We find this line of argument unavailing. The evidence at trial that Zimmerman
participated in each of the incidents was overwhelming. The co-conspirators testified
unequivocally and in detail to Zimmerman’s role in each of the incidents, which
testimony was corroborated by the victims. In light of the evidence against Zimmerman,
DeRosa’s failure to mention him during the interview with Slavoski does not seriously
undermine the fairness of the trial, nor does Slavoski’s failure to mention the furniture he
later testified to having seen at Zimmerman’s house. And, although Slavoski’s report
does not indicate Pierontoni’s positive identification of Zimmerman, this absence does
not necessarily undermine Slavoski’s testimony that she had done so, but could just as
easily indicate a failure on Slavoski’s part to make notation in his report.
Zimmerman also suggests that the government’s failure to disclose that Agent
5
Slavoski interviewed two Staples employees, who were not called to testify, prejudiced
him because the employees described having seen two men buying the fraudulently
procured computers, whose descriptions did not match Zimmerman. This argument is
also without merit, as the fact that the two employees noticed two men who did not look
like Zimmerman does not undermine our confidence in the jury’s finding that
Zimmerman was also participating.
Finally, Zimmerman argues that there is a material discrepancy between Merrick’s
testimony at trial that Zimmerman arranged the sale of a computer from the Staples
incident to a third party and Agent Slavoski’s notes taken during DeRosa’s interview
indicating that Mike Hodle was the one who arranged the sale. This notation was
potentially powerful, he argues, because his defense to the Staples incident was that he
was simply present in the store but did not participate in the crime, and Merrick’s
testimony that he arranged the sale of the computer provided the only evidence of any
motive for his participation.
Although we are troubled by the government’s failure to turn over the notes that
revealed this discrepancy when there was no excuse for it not to do so, we find that the
error was harmless.
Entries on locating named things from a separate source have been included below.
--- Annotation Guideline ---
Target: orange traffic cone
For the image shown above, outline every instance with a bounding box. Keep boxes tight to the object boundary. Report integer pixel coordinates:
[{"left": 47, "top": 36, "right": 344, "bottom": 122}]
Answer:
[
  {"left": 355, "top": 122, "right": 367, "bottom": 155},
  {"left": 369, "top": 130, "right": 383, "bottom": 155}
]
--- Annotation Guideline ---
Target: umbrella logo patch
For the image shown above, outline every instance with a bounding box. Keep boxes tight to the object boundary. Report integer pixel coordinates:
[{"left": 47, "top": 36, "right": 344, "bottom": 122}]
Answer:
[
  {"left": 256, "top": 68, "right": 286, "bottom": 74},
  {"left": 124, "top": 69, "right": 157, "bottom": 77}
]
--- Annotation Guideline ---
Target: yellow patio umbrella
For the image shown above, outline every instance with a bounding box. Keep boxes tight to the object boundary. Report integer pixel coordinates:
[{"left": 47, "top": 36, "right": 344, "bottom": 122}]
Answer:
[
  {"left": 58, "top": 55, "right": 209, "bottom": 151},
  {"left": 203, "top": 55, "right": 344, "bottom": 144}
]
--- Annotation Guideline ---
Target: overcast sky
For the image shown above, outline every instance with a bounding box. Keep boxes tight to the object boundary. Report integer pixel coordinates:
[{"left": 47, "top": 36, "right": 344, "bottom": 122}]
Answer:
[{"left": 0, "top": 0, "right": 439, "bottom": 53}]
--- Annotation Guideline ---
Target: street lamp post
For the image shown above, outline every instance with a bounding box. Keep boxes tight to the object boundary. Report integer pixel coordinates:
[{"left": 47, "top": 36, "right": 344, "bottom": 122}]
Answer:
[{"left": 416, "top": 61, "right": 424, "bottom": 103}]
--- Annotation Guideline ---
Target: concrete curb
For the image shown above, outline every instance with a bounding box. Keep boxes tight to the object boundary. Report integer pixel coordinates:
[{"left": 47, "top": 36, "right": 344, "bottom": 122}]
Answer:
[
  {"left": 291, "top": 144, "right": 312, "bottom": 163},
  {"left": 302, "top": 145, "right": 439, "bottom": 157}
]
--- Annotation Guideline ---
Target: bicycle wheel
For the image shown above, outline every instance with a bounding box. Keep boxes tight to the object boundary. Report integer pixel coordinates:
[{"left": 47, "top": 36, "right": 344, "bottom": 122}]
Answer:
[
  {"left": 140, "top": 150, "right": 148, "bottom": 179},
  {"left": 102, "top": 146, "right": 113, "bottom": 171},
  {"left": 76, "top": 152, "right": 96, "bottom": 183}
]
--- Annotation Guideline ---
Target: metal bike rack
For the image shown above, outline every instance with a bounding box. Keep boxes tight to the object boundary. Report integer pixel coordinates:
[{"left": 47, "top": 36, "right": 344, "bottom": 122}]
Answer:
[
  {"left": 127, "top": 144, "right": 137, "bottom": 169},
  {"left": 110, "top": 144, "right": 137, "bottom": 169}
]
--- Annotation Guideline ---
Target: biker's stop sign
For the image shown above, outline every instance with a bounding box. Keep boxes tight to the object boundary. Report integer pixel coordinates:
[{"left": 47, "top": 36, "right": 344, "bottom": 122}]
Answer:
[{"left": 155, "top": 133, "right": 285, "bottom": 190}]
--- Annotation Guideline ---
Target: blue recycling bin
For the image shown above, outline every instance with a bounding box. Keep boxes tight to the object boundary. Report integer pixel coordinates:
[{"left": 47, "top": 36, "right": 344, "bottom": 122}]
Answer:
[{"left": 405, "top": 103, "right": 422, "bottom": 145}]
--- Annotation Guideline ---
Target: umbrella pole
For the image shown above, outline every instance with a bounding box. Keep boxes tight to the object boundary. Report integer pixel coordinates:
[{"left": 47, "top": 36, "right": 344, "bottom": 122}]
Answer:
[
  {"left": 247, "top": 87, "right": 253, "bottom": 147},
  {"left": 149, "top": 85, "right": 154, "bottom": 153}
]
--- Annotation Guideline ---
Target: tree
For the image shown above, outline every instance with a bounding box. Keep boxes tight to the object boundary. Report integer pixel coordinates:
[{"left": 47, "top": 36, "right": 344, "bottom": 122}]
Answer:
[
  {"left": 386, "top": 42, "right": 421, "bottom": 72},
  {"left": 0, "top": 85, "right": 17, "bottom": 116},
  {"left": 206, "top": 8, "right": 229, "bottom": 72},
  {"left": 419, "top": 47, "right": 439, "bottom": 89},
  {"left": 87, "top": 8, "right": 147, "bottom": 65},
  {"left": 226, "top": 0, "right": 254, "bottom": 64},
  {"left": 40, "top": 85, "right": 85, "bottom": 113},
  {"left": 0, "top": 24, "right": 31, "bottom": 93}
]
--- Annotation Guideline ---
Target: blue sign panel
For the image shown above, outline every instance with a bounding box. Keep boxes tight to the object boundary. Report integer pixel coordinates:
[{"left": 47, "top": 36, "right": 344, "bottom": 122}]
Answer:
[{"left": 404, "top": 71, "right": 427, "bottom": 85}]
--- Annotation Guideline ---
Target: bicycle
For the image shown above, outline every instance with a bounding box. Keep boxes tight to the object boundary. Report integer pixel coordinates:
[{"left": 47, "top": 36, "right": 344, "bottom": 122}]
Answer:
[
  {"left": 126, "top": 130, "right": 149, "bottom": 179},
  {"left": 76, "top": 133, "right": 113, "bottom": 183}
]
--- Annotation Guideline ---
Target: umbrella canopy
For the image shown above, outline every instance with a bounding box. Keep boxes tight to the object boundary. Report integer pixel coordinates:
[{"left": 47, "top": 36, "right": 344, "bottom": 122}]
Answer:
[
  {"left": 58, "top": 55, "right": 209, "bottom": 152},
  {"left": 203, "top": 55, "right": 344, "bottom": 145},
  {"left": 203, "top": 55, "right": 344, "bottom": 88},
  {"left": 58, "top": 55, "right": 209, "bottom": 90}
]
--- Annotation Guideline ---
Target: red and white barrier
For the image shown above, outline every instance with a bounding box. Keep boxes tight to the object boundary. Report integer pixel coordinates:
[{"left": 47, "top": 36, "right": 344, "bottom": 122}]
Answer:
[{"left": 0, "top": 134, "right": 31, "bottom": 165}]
Even were we to entirely credit DeRosa’s reported statement that it
was Hodle, not Zimmerman, who arranged the sale, this evidence does not put the case in
such a different light that it undermines our confidence in the verdict. Merrick, Carl
Hodl, Mike Hodle, and DeRosa all testified in detail about Zimmerman’s role in the
6
Staples incident. Zimmerman has not contended that he did not accompany these
individuals, but only that he was not a participant in the conspiracy. Given the
cumulative evidence of Zimmerman’s participation in the entire event, the discrepancy
regarding whether it was he or someone else who actually sold the computer to a third
party does not render the trial unfair.
For the foregoing reasons, we will affirm the order of the District Court denying
Zimmerman a new trial.
_________________________
7
TO THE CLERK OF COURT:
Please file the foregoing not precedential opinion.